Moody's Ratings Assistant Vice President Zhou Yiwei said, "We expect the continued decline in contract sales across China to narrow in the next 12-18 months, as policy stimulus measures mainly support sales by improving buyer confidence, enhancing affordability, and increasing additional demand. The improvement in buyer confidence may also provide moderate support for sales prices. However, it is currently uncertain whether the new measures will be sufficient to prevent a decline in contract sales. Due to lower housing prices and more advantageous locations, competition from the second-hand housing market is becoming increasingly fierce. However, if the government further increases support, sales may exceed our expectations
Zhou Yiwei believes that the sales performance between various tier cities and real estate developers will continue to diverge. High energy cities will continue to perform better than low energy cities, thanks to their stronger economic strength, population inflows, and policy stimulus measures. Similarly, state-owned developers will perform better than their private counterparts due to their stronger reputation, higher exposure to high-energy cities, and smoother financing channels.
Another international rating agency, Fitch Ratings, believes that the sentiment of Chinese homebuyers has improved following the recent policy release. Fitch believes that if housing prices do not show a comprehensive recovery, homebuyers' purchasing decisions will focus on economic fundamentals.

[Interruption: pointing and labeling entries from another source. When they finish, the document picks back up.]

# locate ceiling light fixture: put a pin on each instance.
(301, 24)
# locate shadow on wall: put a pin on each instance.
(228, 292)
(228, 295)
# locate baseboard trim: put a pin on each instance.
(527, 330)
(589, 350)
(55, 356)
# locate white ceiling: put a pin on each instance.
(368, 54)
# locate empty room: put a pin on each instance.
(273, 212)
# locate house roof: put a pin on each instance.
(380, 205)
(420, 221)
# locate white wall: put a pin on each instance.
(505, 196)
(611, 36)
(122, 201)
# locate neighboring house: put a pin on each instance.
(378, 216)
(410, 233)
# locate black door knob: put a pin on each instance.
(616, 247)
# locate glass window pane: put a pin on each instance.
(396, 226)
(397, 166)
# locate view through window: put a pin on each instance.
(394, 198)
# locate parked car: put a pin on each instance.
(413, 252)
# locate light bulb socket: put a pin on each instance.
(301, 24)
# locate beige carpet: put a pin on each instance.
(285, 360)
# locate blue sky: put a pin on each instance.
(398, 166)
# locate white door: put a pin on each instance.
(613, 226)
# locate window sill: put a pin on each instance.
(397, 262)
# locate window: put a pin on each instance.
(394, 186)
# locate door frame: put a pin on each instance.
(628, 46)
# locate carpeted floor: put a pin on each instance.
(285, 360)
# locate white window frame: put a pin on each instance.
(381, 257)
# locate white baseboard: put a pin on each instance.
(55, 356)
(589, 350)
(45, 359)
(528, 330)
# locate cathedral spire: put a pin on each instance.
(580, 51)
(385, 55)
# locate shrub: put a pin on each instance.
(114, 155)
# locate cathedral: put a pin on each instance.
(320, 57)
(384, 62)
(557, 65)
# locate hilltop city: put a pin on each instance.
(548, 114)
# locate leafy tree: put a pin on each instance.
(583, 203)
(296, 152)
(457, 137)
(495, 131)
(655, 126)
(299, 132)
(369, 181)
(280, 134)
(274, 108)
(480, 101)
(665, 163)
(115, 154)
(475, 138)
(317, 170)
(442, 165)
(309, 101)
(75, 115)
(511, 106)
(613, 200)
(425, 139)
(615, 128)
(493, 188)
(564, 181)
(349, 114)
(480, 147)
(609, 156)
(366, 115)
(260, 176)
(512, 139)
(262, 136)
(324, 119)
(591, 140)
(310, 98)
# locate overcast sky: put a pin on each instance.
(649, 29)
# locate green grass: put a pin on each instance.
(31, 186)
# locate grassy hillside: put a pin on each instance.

Fitch stated in the report that the large backlog of inventory is one of the reasons for the uncertainty of the real estate market recovery. Fitch believes that measures to assist local governments in acquiring unsold commercial housing that has already been built will have an increasing positive effect, but the process may be gradual. Although the aforementioned policies have reduced the financing costs for local governments, the scale of these funds is still small compared to the surplus supply side.
In addition, Fitch believes that the expansion of the "whitelist" program will support real estate companies in delivering properties to homebuyers and improve market sentiment. According to the plan, local governments can recommend projects to banks to accelerate loan processing. However, Fitch believes that administrative procedures may take time and the impact on sales will be limited and gradual.